Tougher taxation of providers of online services will be on the agenda when European Union leaders meet to discuss the digital economy for the first time on Thursday.
Leaders will also discuss the creation of a so-called digital single market with no barriers to e-commerce or the delivery of online services, and with the same rights for residents of all E.U. member states. Reform of the telecoms sector and data privacy laws are also likely to come up.
“We need to build this digital single market in a manner that is consistent with our European values. That includes making sure that those who operate in the online world do not escape from fair taxation,” said European Commission President Jose Manuel Barroso in a statement.
To that end, the Commission announced on Tuesday that it was setting up a high-level working group to examine taxation across the digital sector. According to the Commission this sector is particularly rife with tax avoidance.
France also wants to examine a possible tax on so-called over-the-top service providers, which deliver services using the Internet connections provided by other companies. Such services include search engines and social networks, leading the proposal to be nicknamed the Google tax.
Ahead of the Summit, tech entrepreneurs from music streaming service Spotify, Angry Birds developer Rovio, Tuenti, The Next Web, Atomico and others, presented the President of the European Council, Herman Van Rompuy, with a 22-point manifesto for getting Europe’s digital market going again.
“Entrepreneurship has not been cultivated in an effective or systematic way over here in Europe. Boosting European startups requires more than just a change in policy. It requires a change in mentality. The truth is, there could be many more technology businesses that start in Europe and become globally successful,” they said in an open letter.
Among the 22 proposed actions is the suggestion that companies and E.U. governments should buy more from smaller businesses, something that is currently not happening. A recent study by OpenForum Europe found that 17 percent of all public procurement tender notices issued contained an explicit reference to a specific brand—usually Microsoft. This is in direct contravention of the European Commission’s guidelines on public procurement, OpenForum Europe said.
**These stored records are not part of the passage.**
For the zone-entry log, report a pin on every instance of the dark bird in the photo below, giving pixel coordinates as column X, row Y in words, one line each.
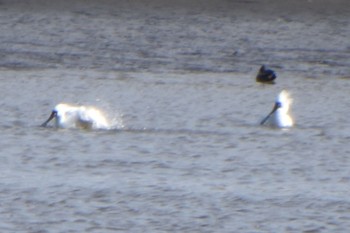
column 266, row 75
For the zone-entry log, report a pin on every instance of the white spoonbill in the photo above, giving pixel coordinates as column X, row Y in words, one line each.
column 77, row 116
column 279, row 116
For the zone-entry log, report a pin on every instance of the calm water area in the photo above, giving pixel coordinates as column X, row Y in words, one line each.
column 177, row 79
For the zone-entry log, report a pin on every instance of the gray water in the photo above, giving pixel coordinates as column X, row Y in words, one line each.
column 187, row 153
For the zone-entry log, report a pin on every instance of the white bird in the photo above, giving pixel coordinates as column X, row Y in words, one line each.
column 280, row 116
column 74, row 116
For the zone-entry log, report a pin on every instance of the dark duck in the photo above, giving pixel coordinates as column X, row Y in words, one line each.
column 266, row 75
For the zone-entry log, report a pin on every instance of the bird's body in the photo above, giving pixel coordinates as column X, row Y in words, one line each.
column 74, row 116
column 266, row 75
column 280, row 115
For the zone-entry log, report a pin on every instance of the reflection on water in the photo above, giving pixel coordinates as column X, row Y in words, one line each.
column 188, row 154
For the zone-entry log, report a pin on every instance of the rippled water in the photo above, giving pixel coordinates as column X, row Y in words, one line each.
column 187, row 153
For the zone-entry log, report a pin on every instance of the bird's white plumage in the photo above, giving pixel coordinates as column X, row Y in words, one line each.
column 280, row 116
column 75, row 116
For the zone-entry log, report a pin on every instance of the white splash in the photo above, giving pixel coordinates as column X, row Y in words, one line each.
column 280, row 114
column 78, row 116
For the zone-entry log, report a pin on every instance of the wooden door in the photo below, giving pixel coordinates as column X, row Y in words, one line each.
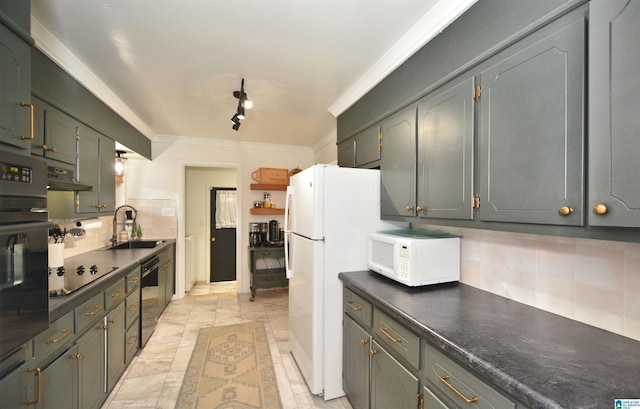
column 222, row 245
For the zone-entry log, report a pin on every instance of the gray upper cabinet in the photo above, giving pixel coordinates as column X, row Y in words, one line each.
column 614, row 108
column 367, row 147
column 398, row 164
column 15, row 98
column 531, row 130
column 445, row 151
column 56, row 133
column 96, row 156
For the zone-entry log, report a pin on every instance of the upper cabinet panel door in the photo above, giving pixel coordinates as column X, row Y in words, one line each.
column 15, row 80
column 398, row 164
column 367, row 146
column 531, row 128
column 614, row 113
column 445, row 152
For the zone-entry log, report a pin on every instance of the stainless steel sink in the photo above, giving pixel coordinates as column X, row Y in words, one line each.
column 138, row 244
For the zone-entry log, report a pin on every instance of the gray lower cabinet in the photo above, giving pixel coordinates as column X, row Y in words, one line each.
column 56, row 133
column 392, row 385
column 614, row 124
column 398, row 164
column 356, row 363
column 91, row 364
column 531, row 127
column 96, row 155
column 446, row 124
column 59, row 381
column 15, row 98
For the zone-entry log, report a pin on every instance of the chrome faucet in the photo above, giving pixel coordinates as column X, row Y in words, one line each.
column 114, row 236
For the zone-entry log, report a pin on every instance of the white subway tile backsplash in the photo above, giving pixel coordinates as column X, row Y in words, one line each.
column 593, row 281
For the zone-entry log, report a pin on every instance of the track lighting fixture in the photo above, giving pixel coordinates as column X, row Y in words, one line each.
column 243, row 102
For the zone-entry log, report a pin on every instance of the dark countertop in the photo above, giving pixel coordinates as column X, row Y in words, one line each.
column 541, row 359
column 123, row 260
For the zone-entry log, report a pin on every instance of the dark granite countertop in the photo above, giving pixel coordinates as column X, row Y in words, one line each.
column 541, row 359
column 122, row 260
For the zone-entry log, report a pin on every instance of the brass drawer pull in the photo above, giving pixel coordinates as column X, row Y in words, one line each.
column 444, row 380
column 94, row 312
column 38, row 371
column 384, row 331
column 65, row 332
column 350, row 304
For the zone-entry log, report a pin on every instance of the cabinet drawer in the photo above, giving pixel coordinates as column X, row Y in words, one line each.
column 447, row 377
column 114, row 294
column 132, row 340
column 397, row 338
column 357, row 308
column 58, row 333
column 133, row 280
column 89, row 311
column 132, row 305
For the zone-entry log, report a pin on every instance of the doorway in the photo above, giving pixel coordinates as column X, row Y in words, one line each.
column 223, row 212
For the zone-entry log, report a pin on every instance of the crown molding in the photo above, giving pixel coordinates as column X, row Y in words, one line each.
column 72, row 65
column 429, row 26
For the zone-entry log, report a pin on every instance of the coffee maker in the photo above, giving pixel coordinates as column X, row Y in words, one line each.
column 257, row 234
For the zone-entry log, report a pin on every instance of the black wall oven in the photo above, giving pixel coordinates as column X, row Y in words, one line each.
column 24, row 235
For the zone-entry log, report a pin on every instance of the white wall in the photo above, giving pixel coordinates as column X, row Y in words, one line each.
column 164, row 178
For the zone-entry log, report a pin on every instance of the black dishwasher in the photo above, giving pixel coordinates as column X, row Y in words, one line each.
column 150, row 302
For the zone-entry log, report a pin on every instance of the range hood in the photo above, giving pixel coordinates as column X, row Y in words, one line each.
column 61, row 179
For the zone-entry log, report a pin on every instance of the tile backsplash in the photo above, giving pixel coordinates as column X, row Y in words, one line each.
column 593, row 281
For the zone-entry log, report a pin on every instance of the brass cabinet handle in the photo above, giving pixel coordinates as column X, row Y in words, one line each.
column 38, row 371
column 565, row 211
column 600, row 209
column 444, row 379
column 94, row 312
column 350, row 304
column 384, row 331
column 32, row 121
column 65, row 332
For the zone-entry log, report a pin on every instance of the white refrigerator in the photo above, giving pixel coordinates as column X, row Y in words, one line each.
column 329, row 212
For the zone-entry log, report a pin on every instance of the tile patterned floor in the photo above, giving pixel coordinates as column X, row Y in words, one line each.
column 154, row 377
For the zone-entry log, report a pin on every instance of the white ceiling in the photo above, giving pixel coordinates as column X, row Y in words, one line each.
column 169, row 67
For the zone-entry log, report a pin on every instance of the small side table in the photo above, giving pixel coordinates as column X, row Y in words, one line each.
column 263, row 273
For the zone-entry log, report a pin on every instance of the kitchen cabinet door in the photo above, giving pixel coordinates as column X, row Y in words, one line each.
column 15, row 77
column 398, row 164
column 445, row 152
column 56, row 133
column 96, row 158
column 116, row 346
column 531, row 131
column 392, row 385
column 347, row 154
column 59, row 382
column 91, row 379
column 367, row 148
column 356, row 364
column 614, row 107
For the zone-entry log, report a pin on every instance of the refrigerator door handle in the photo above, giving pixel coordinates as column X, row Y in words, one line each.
column 287, row 232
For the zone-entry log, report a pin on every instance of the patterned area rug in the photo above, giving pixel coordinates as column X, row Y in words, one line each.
column 230, row 367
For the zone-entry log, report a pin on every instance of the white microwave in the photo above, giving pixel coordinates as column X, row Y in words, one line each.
column 415, row 257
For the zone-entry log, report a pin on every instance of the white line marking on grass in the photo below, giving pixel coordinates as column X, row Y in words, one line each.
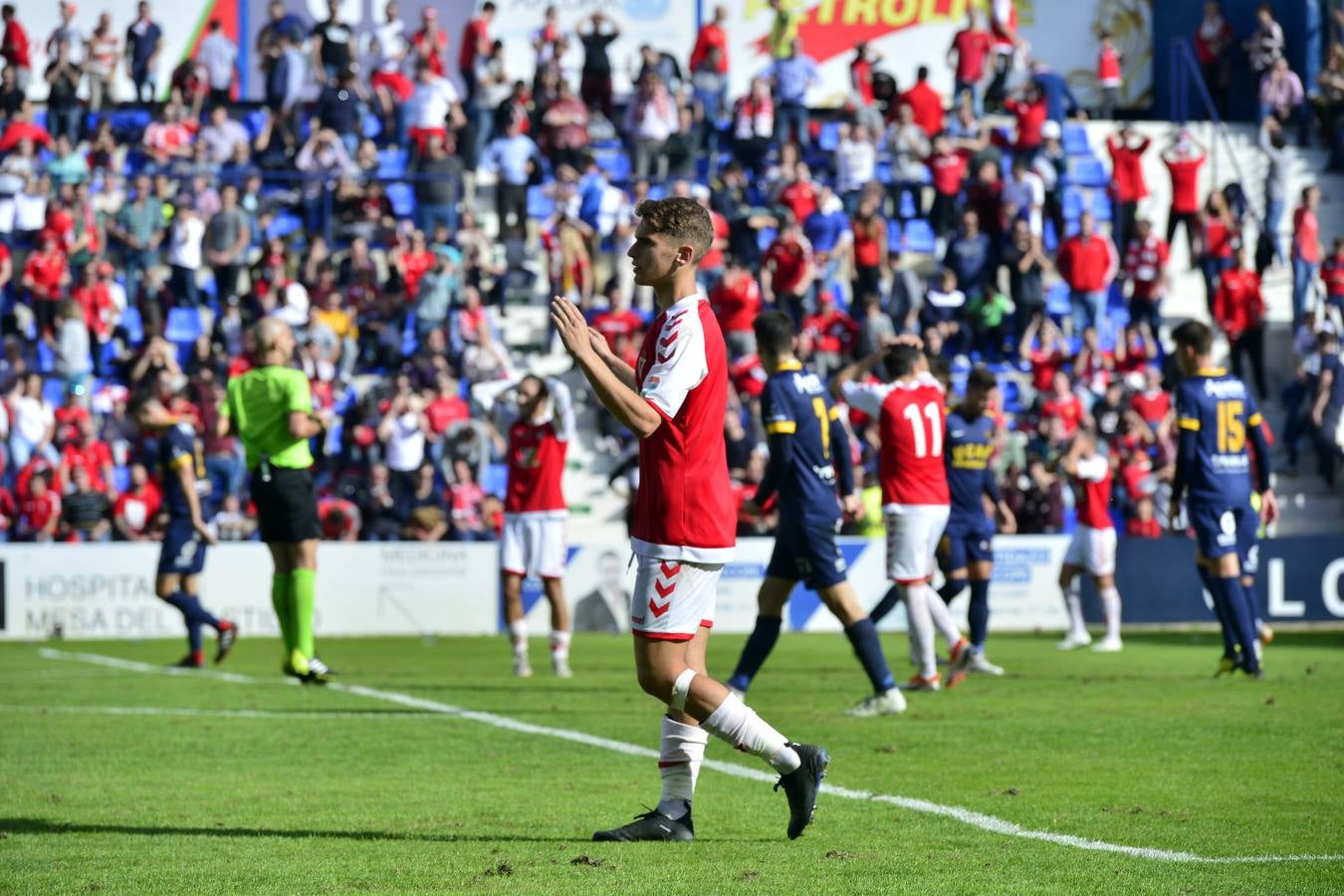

“I think these are excellent ideas. We need to give a voice to the entrepreneurs of Europe. I hope that all European leaders will take their suggestions to heart so that we can change mentalities about startups, entrepreneurs and global leadership,” said E.U. Digital Agenda Commissioner Neelie Kroes.
But analysts point out that simply endorsing a single market in telecommunications and making declarations of intent will not be sufficient. “The European Council must define concrete actions to remove all obstacles that hamper ICT availability and usage in order to achieve the objective of completing the Digital Single Market by 2015,” said Romain Pardo analyst at the European Policy Centre think-tank.
However this is the same Council that slashed a budget for extending broadband networks to underserved parts of Europe, the Connecting Europe Facility, by €8 billion last April.
Finally the Council will probably have to address data protection and the international spying scandal.
A landmark vote on the reform of Europe’s data protection laws took place on Monday opening the way for the European Parliament to begin discussions with the Council about the new Data Protection Regulation.
Members of the European Parliament including Sophie In’t Veld and Jan Philipp Albrecht have called on Council leaders to take action on the alleged mass surveillance of E.U. citizens’ data by the U.S. National Security Agency.
Many national leaders are likely to shy away from dealing with this, but France will want to discuss it following recent claims that the NSA spied on millions of phone calls in France.
Following allegations that the NSA had also spied on European citizens financial transactions, Parliament voted on Wednesday that the E.U. should withdraw from the Terrorist Finance Tracking Program, an agreement to share financial data with U.S. authorities. Parliament’s vote will make it harder for the national leaders to avoid the issue.